Sessions surrounding AI included an interactive activity in which audience participants questioned an AI platform on health-related issues and tested the bot’s response. Led by URI pharmacy professors Brett Ferret, Jeffrey Bratberg, and Todd Brothers—who explained how to submit specific queries to get the most accurate responses—audience members tested AI’s accuracy with questions such as, “Is a course of Linezolid (an antibiotic used to treat serious bacterial infections) with a fentanyl infusion a cause for concern?” While the AI platform offered advice to monitor patients carefully when combining the drugs, it added a disclaimer: “I am not a physician or pharmacist.”

That is an important distinction to keep in mind, according to Sean Jeffrey, professor of pharmacy practice at the University of Connecticut, who presented a session on the “Promise and Pitfalls of AI in Pharmacy Practice.” Jeffrey detailed the on-going progression from AI to Artificial General Intelligence, where machines start to learn for themselves—which he said the technology is close to achieving—to the eventual goal of Artificial Super Intelligence, where machines exceed human capability.

Some scientists believe ASI may be achieved in as little as four years, exacerbating the need for society to find a way to place controls on the technology to “prevent unintended consequences,” said Jeffrey, who is also director of pharmacy at Hartford Healthcare Group. “The tech doesn’t matter if people don’t trust it.”

That need for trust and control over the technology is even more evident in health care as more clinicians take advantage of AI’s potential—from ambient listening technology, which automatically transcribes patient-physician interactions during appointments, to companies such as MedMe Health, which offers a pharmaceutical chatbot that answers patient calls, gathers patient information, books appointments, and even answers some patient questions.
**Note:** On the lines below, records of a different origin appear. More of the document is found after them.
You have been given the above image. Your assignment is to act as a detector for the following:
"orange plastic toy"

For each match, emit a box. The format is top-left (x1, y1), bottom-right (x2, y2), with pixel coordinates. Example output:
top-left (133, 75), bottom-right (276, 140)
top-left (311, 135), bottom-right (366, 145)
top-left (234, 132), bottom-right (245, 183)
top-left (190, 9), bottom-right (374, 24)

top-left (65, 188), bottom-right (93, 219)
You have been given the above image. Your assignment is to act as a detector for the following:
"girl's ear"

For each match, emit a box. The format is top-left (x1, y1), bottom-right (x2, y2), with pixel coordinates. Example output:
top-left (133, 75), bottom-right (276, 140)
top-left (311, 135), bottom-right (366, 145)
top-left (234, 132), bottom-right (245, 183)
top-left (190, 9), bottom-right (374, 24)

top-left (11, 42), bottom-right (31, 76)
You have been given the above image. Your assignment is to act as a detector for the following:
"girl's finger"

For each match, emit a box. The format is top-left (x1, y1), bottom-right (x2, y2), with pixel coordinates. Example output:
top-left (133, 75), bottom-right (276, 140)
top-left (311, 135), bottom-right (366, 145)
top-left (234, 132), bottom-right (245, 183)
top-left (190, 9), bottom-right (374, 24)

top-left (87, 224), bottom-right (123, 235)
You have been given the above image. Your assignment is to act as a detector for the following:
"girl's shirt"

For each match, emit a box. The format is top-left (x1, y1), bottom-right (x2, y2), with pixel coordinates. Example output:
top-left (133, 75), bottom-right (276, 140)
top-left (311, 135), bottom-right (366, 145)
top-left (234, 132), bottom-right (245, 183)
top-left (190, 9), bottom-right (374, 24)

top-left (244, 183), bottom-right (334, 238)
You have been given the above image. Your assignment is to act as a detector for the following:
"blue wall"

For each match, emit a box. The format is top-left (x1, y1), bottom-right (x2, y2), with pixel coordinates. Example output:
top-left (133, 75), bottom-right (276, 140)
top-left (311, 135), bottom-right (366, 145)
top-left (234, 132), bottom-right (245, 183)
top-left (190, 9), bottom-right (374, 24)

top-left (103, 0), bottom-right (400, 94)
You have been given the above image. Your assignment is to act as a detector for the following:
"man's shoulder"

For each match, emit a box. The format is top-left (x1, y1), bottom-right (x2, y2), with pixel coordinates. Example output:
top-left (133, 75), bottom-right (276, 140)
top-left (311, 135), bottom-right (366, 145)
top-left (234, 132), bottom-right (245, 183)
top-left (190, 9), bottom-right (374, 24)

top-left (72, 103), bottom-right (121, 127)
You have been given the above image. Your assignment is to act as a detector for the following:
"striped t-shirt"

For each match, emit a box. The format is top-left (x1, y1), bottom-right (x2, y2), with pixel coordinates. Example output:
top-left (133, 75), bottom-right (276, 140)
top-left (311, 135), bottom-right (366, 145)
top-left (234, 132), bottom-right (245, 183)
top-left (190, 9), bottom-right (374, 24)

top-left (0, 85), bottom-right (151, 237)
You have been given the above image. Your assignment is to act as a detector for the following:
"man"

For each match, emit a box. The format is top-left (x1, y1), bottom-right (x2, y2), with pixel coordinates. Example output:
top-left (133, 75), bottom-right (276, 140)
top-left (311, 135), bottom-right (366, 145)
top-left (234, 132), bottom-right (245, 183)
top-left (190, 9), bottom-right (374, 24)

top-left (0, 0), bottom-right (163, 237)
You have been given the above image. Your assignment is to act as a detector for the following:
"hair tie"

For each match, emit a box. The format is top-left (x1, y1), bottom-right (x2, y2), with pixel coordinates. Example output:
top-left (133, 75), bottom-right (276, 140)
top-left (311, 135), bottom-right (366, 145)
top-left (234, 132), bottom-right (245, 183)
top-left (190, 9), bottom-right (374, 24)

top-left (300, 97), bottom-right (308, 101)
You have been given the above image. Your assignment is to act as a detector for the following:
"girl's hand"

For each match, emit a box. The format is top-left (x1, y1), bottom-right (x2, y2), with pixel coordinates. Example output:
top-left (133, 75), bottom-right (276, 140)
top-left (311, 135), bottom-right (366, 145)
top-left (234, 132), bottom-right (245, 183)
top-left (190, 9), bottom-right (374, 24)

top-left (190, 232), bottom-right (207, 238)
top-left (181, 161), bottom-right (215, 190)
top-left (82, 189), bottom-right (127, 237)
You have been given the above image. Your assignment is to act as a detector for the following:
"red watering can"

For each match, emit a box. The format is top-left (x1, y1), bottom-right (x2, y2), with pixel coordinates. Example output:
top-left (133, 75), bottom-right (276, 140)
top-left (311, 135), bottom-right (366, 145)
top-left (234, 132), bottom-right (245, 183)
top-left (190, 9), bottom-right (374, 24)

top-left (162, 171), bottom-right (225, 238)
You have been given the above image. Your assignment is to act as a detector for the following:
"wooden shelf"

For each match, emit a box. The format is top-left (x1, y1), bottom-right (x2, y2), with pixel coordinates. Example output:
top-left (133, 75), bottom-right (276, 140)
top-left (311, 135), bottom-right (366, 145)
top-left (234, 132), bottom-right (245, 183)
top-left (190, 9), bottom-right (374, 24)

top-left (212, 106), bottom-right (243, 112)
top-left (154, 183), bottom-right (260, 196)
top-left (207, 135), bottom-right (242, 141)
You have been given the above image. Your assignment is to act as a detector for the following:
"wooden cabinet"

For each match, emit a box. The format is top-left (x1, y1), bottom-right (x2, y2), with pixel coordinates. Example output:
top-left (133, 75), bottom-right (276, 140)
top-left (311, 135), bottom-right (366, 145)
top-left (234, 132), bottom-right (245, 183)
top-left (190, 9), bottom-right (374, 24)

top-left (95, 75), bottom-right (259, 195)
Other examples of AI in health care include using wearable tech to monitor vital signs, and the increasing use of platforms to diagnose symptoms.

“We’re moving closer to clinical services being performed without a human, but what happens when AI gets a dosage wrong? We need to keep humans in the loop,” said Jeffrey, noting organizations like the Coalition for Health AI is working to ensure responsible adoption of AI in health care. “We’re not at the point of robots interacting with patients, but it’s possible in the future. Pharmacists need to control the ultimate decision.”

Other tech-driven sessions at this year’s conference, “From Data to Dialogue: Where Science Meets Patient Care,” included advice on using social media for pharmacy communication; and the use of AI in antibiotic stewardship, addressing how pharmacists can anticipate safety problems with cognitive automation in pharmacy practice.

“At this year’s Seminar by the Sea, we’re not treating artificial intelligence as a future concept—we’re demonstrating how it can be responsibly integrated into everyday medication management,” Kanaczet said. “From supporting drug information and clinical decision-making to enhancing patient communication and reducing administrative burden, our goal is to help pharmacists translate emerging technologies into safer, more effective, and more patient-centered care.”